Prabumulih, Zonapos.co.id — Sidang lanjutan kasus dugaan pemerasan dengan pasal 368 KUHP yang melibatkan tiga jurnalis kembali digelar di Pengadilan Negeri Prabumulih, Sumatera Selatan, Senin (5/5/2025). Sidang yang telah memasuki agenda ke-9 ini menyita perhatian publik, terutama komunitas pers, karena dugaan adanya kriminalisasi terhadap insan media.
Usai persidangan, Kuasa Hukum ketiga terdakwa, NR Icang Rahardian, SH, menyampaikan sejumlah pernyataan kepada awak media. Ia menegaskan bahwa proses hukum yang dijalani para terdakwa sarat dengan kejanggalan dan patut diduga mengandung unsur kriminalisasi.
“Terdapat kekeliruan dalam berkas perkara yang disidangkan. Pertama, nama asli terdakwa adalah K. Muhammad Iksan yang berdomisili di Palembang. Namun dalam berkas perkara tercantum nama KMS Muhammad Iksan yang tinggal di Prabumulih. Ini menunjukkan jaksa tidak cermat dalam membuat dakwaan dan penuntutan,” ujar Icang, yang juga menjabat sebagai Ketua Umum Ikatan Wartawan Online (IWO) Indonesia.
Lebih lanjut, Icang menjelaskan adanya dua laporan polisi (LP) yang menjadi dasar kasus ini, yakni LP dari Polres Prabumulih dan LP dari Polsek Prabumulih Timur.

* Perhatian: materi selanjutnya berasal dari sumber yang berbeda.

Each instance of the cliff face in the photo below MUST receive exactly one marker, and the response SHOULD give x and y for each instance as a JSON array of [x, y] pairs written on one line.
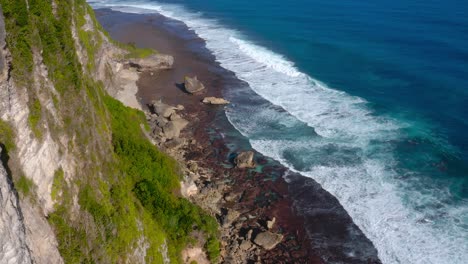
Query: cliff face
[[67, 180]]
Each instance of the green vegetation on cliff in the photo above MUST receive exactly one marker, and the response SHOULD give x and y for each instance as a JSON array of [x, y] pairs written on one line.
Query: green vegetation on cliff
[[121, 200]]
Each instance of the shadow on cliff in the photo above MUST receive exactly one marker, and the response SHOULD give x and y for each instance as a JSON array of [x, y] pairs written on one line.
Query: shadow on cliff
[[4, 157]]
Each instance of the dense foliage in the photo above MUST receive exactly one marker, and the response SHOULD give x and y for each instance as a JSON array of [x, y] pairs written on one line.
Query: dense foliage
[[125, 188]]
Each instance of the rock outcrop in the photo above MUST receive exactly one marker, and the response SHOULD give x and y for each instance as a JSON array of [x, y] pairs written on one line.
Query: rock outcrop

Ia menilai hal ini menjadi kejanggalan serius karena dalam tuntutan disebutkan pasal 368, namun saat persidangan, pasal yang digunakan berubah menjadi 369.
“Ini mengindikasikan adanya upaya untuk memastikan para jurnalis ini tidak bisa lepas dari jeratan hukum. Kesempatan untuk mengajukan eksepsi pun tidak diberikan kepada kami,” tegasnya.
Icang menyerukan solidaritas kepada seluruh insan pers untuk bersama-sama melawan ketidakadilan dan kriminalisasi terhadap jurnalis.
Persidangan ini mendapat perhatian luas dari berbagai kalangan pers. Sejumlah perwakilan dari IWO Indonesia, khususnya dari Provinsi Sumatera Selatan, Lampung, Banten, dan Jawa Barat, turut hadir memberikan dukungan moral kepada rekan-rekan mereka yang sedang menghadapi proses hukum.
Putusan perkara ini dijadwalkan akan dibacakan pada Kamis mendatang, dan menjadi penantian penting bagi komunitas pers yang terus mengikuti perkembangan kasus ini dengan seksama.